Review: 1800 Milenio Extra Anejo Tequila

1800 Milenio Extra Anejo Tequila
1800 Milenio Extra Anejo Tequila

High end tequila isn’t anything new: there have been products like the $200+ Patron Gran Platinum Tequila in the marketplace for many years, but the enthusiasm for this space has seen a fairly dramatic shift. Earlier this year, Tequila Avion released  Tequila Avion Reserva 44 which was the right product at the right time for the category. The excitement and media coverage over Avion’s Reserva 44 not only helped give a boost to existing products in the space like Don Julio 1942, it also pushed major companies like Patron and 1800 (owned by the Beckmann Family who also own Jose Cuervo) to revisit the ultra premium tequila category. Within weeks of Avion’s Reserva 44 launch, Patron called up its Gran Patrón Piedra Tequila from Duty Free/Travel Retail obscurity to become a full blow national product.

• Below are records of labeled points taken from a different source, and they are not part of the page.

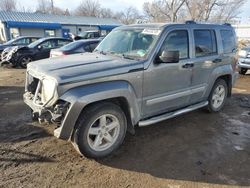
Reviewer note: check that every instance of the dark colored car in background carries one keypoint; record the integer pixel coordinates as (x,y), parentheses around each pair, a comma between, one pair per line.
(40,49)
(19,41)
(86,35)
(79,46)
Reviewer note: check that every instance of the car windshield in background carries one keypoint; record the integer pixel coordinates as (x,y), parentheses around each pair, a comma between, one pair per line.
(34,44)
(71,46)
(129,43)
(10,41)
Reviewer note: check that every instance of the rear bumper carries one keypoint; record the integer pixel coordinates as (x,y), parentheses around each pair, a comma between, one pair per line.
(244,63)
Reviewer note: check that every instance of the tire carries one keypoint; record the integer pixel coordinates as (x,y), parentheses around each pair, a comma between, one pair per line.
(94,136)
(243,71)
(24,60)
(218,95)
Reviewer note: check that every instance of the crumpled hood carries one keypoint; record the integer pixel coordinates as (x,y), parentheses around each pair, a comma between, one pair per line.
(80,67)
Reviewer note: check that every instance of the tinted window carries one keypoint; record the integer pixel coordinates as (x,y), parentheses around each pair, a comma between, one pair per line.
(62,42)
(177,41)
(33,40)
(49,44)
(87,48)
(205,42)
(93,46)
(228,41)
(72,46)
(21,41)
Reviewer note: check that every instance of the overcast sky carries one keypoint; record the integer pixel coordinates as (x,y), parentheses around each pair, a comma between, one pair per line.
(116,5)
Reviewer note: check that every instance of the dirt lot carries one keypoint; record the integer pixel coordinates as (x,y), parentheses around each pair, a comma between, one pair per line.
(194,150)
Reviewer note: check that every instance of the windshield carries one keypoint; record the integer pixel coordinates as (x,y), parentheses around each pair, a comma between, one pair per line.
(71,46)
(34,44)
(129,43)
(10,41)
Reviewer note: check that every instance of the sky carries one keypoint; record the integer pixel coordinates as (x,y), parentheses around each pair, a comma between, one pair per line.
(116,5)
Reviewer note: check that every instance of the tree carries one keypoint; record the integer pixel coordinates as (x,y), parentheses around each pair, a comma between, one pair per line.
(128,16)
(88,8)
(8,5)
(198,10)
(163,10)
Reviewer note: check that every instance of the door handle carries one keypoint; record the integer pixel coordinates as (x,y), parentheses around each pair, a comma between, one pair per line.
(217,61)
(188,65)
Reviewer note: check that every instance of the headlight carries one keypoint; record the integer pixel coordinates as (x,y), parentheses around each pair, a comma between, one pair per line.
(49,91)
(243,53)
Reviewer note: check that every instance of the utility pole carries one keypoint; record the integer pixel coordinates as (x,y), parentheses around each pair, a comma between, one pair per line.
(52,6)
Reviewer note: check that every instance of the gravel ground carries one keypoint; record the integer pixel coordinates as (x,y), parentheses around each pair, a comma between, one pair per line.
(197,149)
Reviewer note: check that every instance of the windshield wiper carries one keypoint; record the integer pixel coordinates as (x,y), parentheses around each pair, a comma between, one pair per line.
(101,52)
(128,57)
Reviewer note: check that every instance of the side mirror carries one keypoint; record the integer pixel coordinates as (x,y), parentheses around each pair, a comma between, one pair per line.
(39,47)
(170,56)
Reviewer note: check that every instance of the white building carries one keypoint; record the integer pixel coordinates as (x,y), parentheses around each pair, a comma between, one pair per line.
(242,31)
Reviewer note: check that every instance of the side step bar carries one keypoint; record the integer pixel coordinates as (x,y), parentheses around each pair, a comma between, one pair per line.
(169,115)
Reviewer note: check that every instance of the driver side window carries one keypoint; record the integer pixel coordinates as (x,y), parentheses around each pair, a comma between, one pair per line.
(49,44)
(177,41)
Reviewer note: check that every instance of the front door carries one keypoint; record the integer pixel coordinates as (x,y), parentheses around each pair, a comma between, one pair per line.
(167,85)
(206,59)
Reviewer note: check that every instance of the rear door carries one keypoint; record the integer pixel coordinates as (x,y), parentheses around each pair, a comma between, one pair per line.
(205,58)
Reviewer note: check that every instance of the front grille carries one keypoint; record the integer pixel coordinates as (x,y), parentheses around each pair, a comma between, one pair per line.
(33,87)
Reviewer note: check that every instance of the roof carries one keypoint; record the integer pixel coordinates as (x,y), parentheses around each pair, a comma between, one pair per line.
(7,16)
(163,25)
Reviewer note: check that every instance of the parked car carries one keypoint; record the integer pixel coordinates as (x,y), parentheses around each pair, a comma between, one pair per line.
(19,41)
(79,46)
(40,49)
(138,75)
(244,60)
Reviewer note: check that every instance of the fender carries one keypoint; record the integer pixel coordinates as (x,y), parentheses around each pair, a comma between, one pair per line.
(80,97)
(220,71)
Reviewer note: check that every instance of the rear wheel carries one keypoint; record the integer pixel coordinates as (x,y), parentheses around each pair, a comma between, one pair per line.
(100,130)
(243,71)
(218,96)
(24,61)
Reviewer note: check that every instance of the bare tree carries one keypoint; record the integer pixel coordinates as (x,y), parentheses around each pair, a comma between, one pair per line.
(88,8)
(199,10)
(48,7)
(128,16)
(8,5)
(164,9)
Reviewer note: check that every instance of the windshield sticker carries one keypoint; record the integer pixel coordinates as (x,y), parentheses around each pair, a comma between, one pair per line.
(151,31)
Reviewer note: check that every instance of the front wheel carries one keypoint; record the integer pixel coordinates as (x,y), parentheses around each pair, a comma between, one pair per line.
(218,95)
(100,130)
(24,61)
(243,71)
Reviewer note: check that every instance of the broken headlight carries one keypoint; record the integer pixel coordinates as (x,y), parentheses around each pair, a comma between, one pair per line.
(49,91)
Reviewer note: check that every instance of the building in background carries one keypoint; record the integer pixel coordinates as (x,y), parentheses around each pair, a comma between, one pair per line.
(242,31)
(13,24)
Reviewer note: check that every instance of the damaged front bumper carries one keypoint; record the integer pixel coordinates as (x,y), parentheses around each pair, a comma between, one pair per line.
(54,114)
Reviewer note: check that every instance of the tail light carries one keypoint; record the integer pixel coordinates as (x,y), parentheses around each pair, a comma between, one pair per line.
(57,53)
(235,65)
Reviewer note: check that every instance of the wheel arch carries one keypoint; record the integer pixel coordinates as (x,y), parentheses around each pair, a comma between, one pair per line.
(121,94)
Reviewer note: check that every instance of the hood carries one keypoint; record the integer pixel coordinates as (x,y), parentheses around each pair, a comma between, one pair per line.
(81,67)
(3,46)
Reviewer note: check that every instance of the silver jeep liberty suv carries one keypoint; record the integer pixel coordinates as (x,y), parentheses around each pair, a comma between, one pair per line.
(138,75)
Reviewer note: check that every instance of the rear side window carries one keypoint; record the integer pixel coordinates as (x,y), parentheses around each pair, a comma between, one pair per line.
(62,42)
(205,43)
(177,41)
(228,41)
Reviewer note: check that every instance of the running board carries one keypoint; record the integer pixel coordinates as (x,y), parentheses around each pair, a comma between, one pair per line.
(169,115)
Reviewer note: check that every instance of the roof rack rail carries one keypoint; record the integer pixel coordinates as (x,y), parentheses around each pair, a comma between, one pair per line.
(190,22)
(227,24)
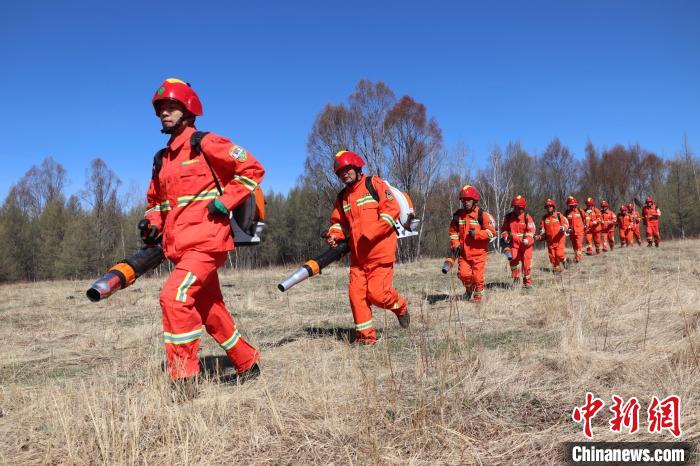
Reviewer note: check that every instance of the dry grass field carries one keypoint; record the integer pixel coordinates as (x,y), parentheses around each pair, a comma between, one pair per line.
(82,383)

Now, 1800 is following suit with 1800 Milenio Extra Anejo Tequila. Originally released in 2000 to celebrate the millennium, 1800 has brought Milenio back with a brand new bottle design, moving from the standard squat 1800 pyramid bottle to a tall, elongated pyramid much more akin to Don Julio’s 1942. In addition to the new bottle design, 1800 has updated Milenio’s price, moving it from $99 a bottle to $125. This time around 1800 is also aggressively marketing Milenio as “tequila for the whisky drinker”, a clear indicator of why the ultra premium tequila space has suddenly exploded.

1800 Milenio Extra Anejo Tequila (40% ABV / 80 Proof, $125) – as with the original 1800 Milenio, this re-release is made from extra-aged anejo tequila which has been aged for five years. This tequila was then finished in French oak ex-cognac barrels for four months before bottling.  The dark amber gold color of 1800 Milenio shows off its long time in oak and is nearly identical to many major bourbons on the market. 1800 Milenio’s time in oak is also quite apparent on the nose which leads with strong old oak. Other key elements from its time in barrel are also clearly present on the nose including vanilla, almond, sawdust, and cinnamon. The underlining tequila notes are there including white pepper and roasted agave, but they are more supporting players to the barrel aromas.

The entry for 1800 Milenio Tequila is very oak forward with many of the oak notes from the nose present on the palate, including cigar box, old oak, and sawdust. These oak notes are well supported by some underlining sweet notes including caramel, vanilla, and spiced cake. As things head towards the midpalate, the tequila’s vegetal character becomes more apparent with dill, white pepper, and roasted agave added to the mix. In the midpalate 1800 Milenio’s spicy character emerges with an increase in the pepper kick, cinnamon, clove, allspice, and dash of hot peppers. It’s here in the midpalate where the Milenio also starts to really dry out. The balance of oak and spice with the sweeter notes that was established in the opening is completely lost, and Milenio becomes just dry spice.

The finish for 1800 Milenio is the most disappointing part of the taste experience. Things dry out so much in the midpalate that the finish is just too short and too dry. It’s a shame because this tequila establishes some really nice flavor notes at the entry, but isn’t able to maintain them through to the finish. What 1800 Milenio does well is present oak. The mix of oak flavors in the opening is quite enjoyable, with just enough supporting notes to find balance. 1800 also does a really nice job of integrating both the American and French oak notes into the equation, showing just how compatible and complementary the two wood casks can be. We also like how the base tequila notes intermingle well with the barrel impact. There’s some really nice complexity of flavor all the way up to the midpalate. Ultimately, 1800 Milenio just doesn’t finish what it started and the finish holds back what would otherwise be a nice extra-anejo tequila.

Why 1800 boosted the price of Milenio from $99 to $125 is a mystery. At $99 this tequila, even with its finish issues, could have really undercut other products in this space. Consumers looking for Don Julio 1942 or Avion’s Reserva 44 might be lured into a lower priced 1800 offering, but at $125 it’s trying to compete against products that it can’t beat on taste. Pricing aside, it’s nice to see 1800 go after the ultra premium aged tequila space. People often ask us “What’s the next big thing in spirits?” and the movement here at the high end for tequila makes a very convincing case that the category is really poised to explode.